The Federal Circuit reasoned that the “sale” of manufacturing services provided a commercial benefit to The Medicines Company more than one year before any patent application was filed. The commercial benefit was Ben Venue’s demonstration that The Medicines Company’s product met the already-approved specifications for finished bivalirudin product. Additionally, commercial benefit arose when Ben Venue marked the batches with commercial product codes and customer lot numbers and sent them to The Medicines Company for commercial and clinical packaging, consistent with the commercial sale of pharmaceutical drugs.

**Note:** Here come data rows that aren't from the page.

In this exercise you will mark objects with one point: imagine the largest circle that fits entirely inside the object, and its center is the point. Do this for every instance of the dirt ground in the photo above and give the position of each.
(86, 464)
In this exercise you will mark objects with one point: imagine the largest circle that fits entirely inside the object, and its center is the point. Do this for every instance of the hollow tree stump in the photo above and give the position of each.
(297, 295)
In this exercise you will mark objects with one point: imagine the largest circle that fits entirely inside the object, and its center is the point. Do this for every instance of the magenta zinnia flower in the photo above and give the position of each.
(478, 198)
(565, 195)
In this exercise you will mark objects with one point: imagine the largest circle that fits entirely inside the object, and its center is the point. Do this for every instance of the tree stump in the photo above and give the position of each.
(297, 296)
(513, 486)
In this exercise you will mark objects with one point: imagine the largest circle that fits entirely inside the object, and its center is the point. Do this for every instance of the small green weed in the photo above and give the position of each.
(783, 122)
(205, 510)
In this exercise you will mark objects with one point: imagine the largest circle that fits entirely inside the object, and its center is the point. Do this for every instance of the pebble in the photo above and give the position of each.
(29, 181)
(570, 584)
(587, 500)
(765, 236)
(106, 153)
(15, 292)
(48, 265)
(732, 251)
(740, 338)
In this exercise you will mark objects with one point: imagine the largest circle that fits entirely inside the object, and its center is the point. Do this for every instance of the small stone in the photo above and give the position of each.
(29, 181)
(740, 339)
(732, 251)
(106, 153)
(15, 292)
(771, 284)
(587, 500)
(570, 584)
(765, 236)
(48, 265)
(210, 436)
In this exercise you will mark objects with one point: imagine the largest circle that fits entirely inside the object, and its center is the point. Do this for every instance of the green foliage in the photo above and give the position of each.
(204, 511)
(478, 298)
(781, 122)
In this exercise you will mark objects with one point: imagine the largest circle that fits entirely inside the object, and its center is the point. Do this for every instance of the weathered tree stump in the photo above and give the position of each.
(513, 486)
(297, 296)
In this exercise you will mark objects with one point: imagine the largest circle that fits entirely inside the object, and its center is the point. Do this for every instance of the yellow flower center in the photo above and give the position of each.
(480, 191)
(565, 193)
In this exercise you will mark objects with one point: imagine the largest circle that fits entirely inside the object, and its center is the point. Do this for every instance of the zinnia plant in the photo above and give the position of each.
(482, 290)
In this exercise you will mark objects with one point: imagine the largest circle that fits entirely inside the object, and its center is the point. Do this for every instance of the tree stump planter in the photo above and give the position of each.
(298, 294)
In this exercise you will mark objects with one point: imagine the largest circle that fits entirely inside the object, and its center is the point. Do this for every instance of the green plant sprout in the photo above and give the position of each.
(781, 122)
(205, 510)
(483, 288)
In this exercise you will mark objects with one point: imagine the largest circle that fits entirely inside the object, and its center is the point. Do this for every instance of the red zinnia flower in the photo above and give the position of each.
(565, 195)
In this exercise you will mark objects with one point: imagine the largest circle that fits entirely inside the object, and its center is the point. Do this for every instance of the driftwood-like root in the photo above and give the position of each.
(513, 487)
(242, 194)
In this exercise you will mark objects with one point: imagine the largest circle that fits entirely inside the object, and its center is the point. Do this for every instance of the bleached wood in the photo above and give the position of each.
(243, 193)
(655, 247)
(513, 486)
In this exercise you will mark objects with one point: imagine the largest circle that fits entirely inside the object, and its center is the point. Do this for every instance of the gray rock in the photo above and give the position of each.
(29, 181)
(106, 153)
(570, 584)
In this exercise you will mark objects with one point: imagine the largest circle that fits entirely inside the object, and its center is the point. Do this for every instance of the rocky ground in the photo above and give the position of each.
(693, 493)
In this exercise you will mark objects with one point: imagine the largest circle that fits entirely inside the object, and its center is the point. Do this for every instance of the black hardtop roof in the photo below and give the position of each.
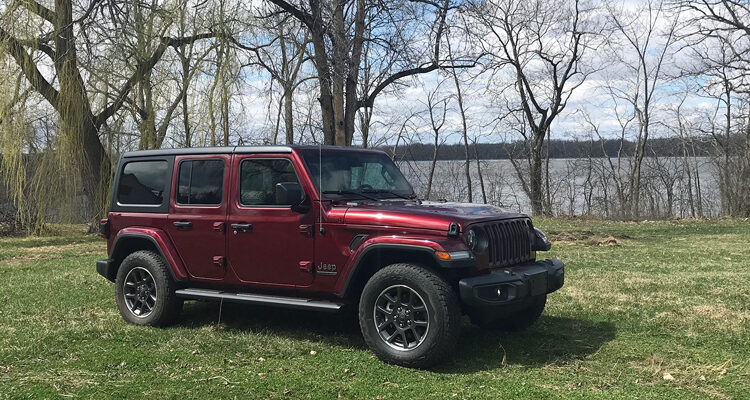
(270, 149)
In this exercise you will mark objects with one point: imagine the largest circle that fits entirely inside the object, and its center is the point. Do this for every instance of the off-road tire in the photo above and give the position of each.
(444, 315)
(519, 320)
(167, 306)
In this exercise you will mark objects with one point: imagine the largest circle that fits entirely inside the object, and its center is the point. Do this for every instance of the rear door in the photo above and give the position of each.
(197, 214)
(267, 242)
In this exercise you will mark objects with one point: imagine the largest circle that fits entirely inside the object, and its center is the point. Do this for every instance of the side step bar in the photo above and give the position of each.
(261, 299)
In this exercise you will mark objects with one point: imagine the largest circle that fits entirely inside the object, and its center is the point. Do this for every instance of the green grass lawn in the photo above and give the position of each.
(664, 313)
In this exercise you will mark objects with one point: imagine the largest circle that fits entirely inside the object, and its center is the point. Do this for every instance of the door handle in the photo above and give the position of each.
(183, 224)
(242, 227)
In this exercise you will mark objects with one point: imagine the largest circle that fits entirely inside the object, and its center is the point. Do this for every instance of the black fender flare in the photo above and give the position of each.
(415, 249)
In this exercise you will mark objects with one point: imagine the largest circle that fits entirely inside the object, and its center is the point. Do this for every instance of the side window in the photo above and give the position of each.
(142, 183)
(258, 179)
(200, 182)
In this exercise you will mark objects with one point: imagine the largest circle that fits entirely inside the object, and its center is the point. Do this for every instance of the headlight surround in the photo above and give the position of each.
(541, 242)
(476, 239)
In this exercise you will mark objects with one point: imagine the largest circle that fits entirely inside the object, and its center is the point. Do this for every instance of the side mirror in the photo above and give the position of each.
(290, 193)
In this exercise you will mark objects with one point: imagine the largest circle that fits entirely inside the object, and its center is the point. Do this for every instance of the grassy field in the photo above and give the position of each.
(648, 310)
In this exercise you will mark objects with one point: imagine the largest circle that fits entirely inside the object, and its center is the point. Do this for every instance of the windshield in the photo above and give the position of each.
(360, 175)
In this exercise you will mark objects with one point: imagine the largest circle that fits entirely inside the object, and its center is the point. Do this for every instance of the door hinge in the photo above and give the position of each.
(305, 266)
(220, 261)
(305, 230)
(218, 226)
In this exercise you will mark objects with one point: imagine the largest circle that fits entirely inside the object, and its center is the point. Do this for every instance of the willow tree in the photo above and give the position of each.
(46, 39)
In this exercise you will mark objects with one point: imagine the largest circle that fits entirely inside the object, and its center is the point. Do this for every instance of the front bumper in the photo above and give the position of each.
(512, 285)
(105, 269)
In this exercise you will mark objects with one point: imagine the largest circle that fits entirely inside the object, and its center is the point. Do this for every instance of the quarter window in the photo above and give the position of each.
(142, 183)
(200, 182)
(258, 179)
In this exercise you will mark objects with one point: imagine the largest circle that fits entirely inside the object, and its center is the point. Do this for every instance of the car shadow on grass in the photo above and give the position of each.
(334, 329)
(552, 340)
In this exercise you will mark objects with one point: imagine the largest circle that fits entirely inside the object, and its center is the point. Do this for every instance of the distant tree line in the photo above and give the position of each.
(659, 147)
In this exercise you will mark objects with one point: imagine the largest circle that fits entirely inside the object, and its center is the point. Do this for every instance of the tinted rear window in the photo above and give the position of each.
(258, 179)
(142, 183)
(200, 182)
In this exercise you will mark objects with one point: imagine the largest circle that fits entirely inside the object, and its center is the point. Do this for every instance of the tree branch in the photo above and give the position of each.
(29, 68)
(144, 67)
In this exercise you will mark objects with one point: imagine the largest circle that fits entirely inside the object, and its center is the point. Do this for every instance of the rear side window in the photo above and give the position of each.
(142, 183)
(200, 182)
(258, 179)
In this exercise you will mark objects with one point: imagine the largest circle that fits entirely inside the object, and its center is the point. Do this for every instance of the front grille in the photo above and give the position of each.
(509, 242)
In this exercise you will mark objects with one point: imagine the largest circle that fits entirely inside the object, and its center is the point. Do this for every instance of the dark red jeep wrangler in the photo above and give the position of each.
(320, 229)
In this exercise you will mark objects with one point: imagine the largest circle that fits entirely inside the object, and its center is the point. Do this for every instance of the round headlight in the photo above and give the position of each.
(541, 242)
(476, 240)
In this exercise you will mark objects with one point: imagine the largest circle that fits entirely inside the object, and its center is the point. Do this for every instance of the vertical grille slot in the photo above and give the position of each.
(509, 242)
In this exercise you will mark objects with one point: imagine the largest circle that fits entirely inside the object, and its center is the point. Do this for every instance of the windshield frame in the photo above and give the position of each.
(381, 194)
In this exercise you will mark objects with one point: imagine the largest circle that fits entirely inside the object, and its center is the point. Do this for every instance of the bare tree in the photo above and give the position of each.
(338, 31)
(543, 44)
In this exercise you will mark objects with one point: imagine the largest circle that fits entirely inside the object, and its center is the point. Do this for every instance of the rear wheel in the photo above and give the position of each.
(144, 290)
(409, 316)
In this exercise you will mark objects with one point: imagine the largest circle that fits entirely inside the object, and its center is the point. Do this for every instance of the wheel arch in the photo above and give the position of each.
(129, 242)
(377, 256)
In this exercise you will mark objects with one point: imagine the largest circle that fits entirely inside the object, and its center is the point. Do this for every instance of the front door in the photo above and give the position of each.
(197, 214)
(268, 242)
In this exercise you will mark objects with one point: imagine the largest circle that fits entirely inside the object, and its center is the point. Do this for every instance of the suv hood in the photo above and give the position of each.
(427, 215)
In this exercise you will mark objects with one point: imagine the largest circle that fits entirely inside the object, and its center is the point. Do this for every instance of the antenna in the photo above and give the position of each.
(320, 189)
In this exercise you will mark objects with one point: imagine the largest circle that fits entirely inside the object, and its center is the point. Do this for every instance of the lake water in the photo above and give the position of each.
(575, 191)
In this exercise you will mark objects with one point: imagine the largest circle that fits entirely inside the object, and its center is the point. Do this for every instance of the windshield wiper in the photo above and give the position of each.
(390, 192)
(344, 192)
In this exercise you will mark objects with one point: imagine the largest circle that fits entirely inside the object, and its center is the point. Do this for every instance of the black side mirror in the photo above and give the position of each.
(290, 193)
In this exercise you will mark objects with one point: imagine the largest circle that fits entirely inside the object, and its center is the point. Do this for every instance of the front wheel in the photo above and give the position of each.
(144, 290)
(409, 316)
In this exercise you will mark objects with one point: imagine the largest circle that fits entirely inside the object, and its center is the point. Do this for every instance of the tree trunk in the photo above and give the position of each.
(76, 118)
(288, 116)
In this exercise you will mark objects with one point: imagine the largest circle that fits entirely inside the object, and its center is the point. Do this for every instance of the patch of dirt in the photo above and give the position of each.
(586, 238)
(57, 252)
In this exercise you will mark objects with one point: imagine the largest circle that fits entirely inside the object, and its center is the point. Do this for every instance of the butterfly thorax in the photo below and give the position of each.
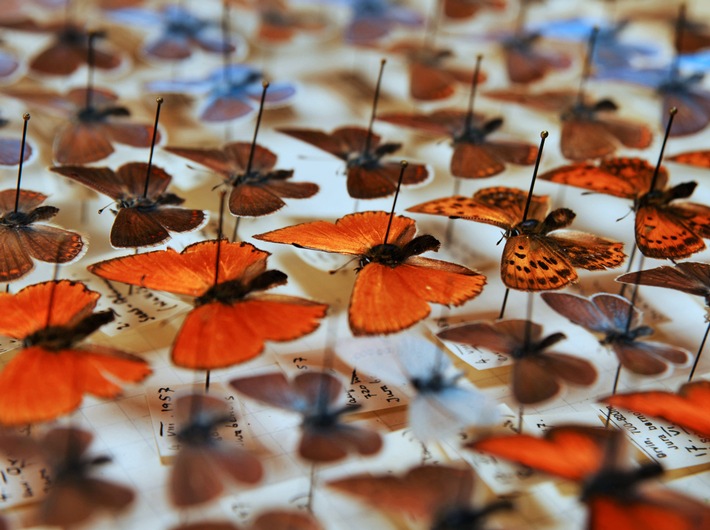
(621, 335)
(620, 484)
(231, 291)
(16, 219)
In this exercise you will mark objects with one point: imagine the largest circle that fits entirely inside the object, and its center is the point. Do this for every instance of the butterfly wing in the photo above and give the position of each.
(191, 272)
(353, 234)
(207, 338)
(389, 299)
(687, 409)
(569, 452)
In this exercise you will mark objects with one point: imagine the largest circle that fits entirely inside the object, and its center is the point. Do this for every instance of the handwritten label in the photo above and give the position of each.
(669, 445)
(161, 404)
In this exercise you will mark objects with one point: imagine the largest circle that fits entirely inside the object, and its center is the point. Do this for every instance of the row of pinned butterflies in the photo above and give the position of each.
(226, 280)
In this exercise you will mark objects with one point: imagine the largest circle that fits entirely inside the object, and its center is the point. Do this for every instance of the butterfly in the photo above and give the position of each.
(203, 460)
(664, 228)
(23, 237)
(429, 77)
(474, 156)
(229, 93)
(620, 324)
(463, 9)
(51, 319)
(256, 192)
(688, 277)
(536, 373)
(537, 256)
(92, 126)
(228, 302)
(68, 50)
(616, 496)
(145, 214)
(394, 285)
(588, 129)
(436, 494)
(315, 396)
(181, 31)
(74, 494)
(368, 176)
(688, 408)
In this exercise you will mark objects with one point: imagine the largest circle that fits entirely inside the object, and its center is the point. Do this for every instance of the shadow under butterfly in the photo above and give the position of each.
(146, 212)
(229, 92)
(316, 396)
(51, 319)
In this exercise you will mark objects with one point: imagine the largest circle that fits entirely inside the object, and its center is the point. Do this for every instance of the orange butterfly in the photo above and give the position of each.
(474, 156)
(314, 395)
(537, 256)
(536, 373)
(228, 303)
(688, 408)
(49, 376)
(394, 285)
(439, 495)
(616, 497)
(260, 191)
(664, 228)
(23, 238)
(368, 177)
(203, 461)
(587, 129)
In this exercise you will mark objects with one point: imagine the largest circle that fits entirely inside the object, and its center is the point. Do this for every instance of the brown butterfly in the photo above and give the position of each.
(368, 177)
(474, 156)
(203, 460)
(23, 237)
(394, 286)
(314, 395)
(617, 497)
(257, 188)
(146, 211)
(536, 373)
(429, 78)
(538, 255)
(92, 126)
(619, 325)
(664, 227)
(588, 129)
(436, 494)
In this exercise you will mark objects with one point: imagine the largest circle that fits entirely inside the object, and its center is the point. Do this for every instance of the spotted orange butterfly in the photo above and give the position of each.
(616, 496)
(314, 395)
(50, 375)
(258, 192)
(665, 228)
(538, 255)
(146, 212)
(394, 286)
(228, 302)
(688, 408)
(440, 495)
(23, 238)
(368, 176)
(536, 373)
(588, 130)
(474, 156)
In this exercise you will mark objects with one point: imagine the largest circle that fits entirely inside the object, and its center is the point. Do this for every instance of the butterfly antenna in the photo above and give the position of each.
(403, 166)
(375, 99)
(543, 137)
(264, 88)
(587, 68)
(26, 118)
(148, 171)
(472, 96)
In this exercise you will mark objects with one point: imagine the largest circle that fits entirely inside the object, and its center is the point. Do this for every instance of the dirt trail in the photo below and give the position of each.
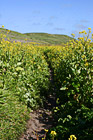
(42, 118)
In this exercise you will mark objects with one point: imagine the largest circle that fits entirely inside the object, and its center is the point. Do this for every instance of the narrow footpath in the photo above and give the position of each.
(42, 118)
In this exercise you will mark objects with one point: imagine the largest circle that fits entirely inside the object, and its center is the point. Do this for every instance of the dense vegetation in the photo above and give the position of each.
(24, 82)
(42, 38)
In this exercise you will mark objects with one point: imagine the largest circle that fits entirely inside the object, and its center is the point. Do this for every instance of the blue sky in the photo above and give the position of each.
(49, 16)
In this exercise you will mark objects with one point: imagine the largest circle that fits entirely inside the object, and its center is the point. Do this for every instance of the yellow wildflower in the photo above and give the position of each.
(89, 28)
(2, 26)
(72, 137)
(86, 64)
(46, 130)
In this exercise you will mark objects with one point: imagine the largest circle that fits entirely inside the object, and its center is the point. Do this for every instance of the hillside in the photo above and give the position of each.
(49, 38)
(43, 38)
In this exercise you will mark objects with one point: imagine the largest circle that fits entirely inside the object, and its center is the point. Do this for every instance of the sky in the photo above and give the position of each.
(47, 16)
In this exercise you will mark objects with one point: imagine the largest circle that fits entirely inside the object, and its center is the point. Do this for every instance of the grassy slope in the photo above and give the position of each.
(49, 38)
(37, 37)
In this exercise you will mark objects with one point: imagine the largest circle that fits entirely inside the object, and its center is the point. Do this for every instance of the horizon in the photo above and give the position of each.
(53, 17)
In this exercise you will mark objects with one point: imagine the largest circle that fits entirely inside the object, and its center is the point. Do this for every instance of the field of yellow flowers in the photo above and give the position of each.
(24, 82)
(73, 74)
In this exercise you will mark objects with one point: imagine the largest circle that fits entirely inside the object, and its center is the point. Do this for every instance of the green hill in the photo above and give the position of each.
(43, 38)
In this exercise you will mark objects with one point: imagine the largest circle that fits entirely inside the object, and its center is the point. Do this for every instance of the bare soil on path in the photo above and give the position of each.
(41, 119)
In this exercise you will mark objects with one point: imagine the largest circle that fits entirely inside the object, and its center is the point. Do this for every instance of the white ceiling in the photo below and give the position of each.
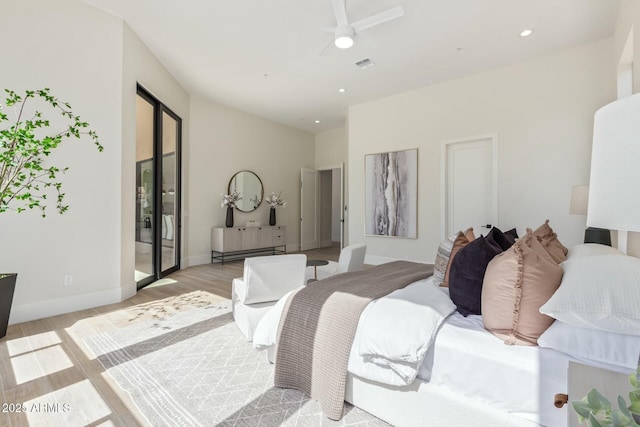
(264, 57)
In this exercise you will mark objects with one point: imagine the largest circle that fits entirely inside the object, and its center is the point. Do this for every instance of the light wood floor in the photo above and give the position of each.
(45, 365)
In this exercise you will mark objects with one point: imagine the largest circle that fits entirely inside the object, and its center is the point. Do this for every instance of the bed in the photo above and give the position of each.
(466, 376)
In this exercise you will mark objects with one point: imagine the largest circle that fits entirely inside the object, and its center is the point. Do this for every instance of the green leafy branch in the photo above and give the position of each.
(24, 179)
(598, 411)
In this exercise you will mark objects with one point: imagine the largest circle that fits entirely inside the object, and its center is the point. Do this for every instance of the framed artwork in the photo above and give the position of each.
(391, 194)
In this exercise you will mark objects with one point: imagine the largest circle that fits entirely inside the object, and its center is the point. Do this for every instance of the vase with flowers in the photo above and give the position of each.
(274, 201)
(229, 201)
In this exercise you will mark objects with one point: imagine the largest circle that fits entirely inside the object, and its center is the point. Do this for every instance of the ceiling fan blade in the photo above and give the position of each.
(326, 48)
(340, 11)
(378, 18)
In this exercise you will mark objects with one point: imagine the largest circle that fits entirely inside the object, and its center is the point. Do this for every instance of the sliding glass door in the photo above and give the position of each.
(157, 235)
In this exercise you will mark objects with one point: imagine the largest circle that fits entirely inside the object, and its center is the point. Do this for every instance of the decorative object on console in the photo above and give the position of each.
(579, 206)
(516, 283)
(613, 185)
(274, 201)
(391, 194)
(229, 219)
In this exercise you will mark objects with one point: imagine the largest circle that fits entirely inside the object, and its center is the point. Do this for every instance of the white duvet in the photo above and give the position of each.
(393, 334)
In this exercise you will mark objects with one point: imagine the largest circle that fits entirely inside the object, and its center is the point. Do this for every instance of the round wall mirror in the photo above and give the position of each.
(250, 188)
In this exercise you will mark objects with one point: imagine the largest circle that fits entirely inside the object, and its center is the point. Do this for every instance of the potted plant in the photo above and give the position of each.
(27, 138)
(598, 411)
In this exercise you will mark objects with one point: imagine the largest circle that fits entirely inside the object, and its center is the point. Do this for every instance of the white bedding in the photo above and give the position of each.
(464, 359)
(392, 336)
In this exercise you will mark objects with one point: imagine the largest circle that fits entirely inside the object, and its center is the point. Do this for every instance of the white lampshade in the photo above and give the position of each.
(614, 187)
(579, 200)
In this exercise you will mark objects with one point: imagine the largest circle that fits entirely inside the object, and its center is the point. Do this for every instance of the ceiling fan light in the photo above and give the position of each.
(344, 41)
(344, 36)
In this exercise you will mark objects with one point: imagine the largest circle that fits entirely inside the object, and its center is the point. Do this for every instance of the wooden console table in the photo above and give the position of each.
(239, 242)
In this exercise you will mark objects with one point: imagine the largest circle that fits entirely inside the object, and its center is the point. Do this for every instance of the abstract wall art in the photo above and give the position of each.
(391, 194)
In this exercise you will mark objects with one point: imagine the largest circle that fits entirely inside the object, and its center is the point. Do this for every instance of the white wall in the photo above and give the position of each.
(628, 20)
(331, 148)
(77, 52)
(97, 62)
(225, 141)
(542, 111)
(331, 151)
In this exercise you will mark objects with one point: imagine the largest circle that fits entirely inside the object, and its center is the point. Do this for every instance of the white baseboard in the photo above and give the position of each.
(196, 260)
(53, 307)
(377, 260)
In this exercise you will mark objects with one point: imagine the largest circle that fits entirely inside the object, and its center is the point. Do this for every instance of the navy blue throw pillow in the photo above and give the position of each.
(511, 235)
(467, 274)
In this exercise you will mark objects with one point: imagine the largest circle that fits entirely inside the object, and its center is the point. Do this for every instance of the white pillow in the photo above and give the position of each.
(592, 345)
(590, 249)
(599, 292)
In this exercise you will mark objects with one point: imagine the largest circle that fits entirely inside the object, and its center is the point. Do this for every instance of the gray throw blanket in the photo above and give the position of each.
(318, 325)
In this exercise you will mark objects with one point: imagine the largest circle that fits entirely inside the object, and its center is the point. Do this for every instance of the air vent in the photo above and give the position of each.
(365, 63)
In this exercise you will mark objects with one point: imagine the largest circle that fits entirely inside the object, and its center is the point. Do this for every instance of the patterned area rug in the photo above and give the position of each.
(196, 368)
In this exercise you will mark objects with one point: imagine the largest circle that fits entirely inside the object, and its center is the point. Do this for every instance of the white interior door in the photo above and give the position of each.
(470, 184)
(342, 209)
(308, 209)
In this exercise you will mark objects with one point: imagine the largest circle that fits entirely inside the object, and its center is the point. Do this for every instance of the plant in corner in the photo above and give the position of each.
(598, 411)
(25, 179)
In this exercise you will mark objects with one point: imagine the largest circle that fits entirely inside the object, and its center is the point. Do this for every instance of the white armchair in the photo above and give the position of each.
(265, 280)
(351, 259)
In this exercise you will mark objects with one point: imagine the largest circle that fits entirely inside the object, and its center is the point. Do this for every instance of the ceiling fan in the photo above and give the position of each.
(345, 32)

The Federal Circuit distinguished earlier precedent where instances of “secret, personal use” did not trigger the on-sale bar. In Trading Techs. Int’l, Inc. v. eSpeed, Inc., 595 F.3d 1340, 1361-1362 (Fed. Cir. 2010), the Court held that inventors could hire a consultant to help develop software that was for their own use because the inventors lacked the expertise to develop the software. In The Medicines Company the Federal Circuit appeared to place significance on the fact that Ben Venue’s activity was not insignificant – The Medicines Company admitted that each validation batch had a commercial value of over $10 million. It likely did not help their cause when The Medicines Company admitted that some of the validation batches were sold after the patent applications had been filed.

The Federal Circuit also reversed the district court’s finding that the experimental use doctrine bars the application of the on-sale bar to the Ben Venue batches. Although The Medicines Company asserted that it had not reduced the invention to practice when the batches were made because it did not appreciate the maximum impurity level limitation of the claimed invention, the Federal Circuit stated that, “Once an inventor realizes that the invention as later claimed works for its intended purpose, further ‘experimentation’ may constitute a barring public use.” (quoting Seal-Flex, Inc. v. Athletic Track & Court Constr., 98 F.3d 1318, 1324 (Fed. Cir. 1996)). The Court reiterated that the present case “is not a situation in which the inventor was unaware that the invention had been reduced to practice, and was experimenting to determine whether that was the case. The batches sold satisfied the claim limitations, and the inventor was well aware that the batches had levels of Asp9-bivalirudin well below the claimed levels of 0.6%.”

Many companies, especially small biotechs, rely on CMOs to produce their highly complex biologics. The Medicines Company highlights the need for constant communication between scientific teams and legal departments to ensure triggering events for a bar under 35 U.S.C. §102(b) are identified, especially in view of the more limited grace period introduced by AIA.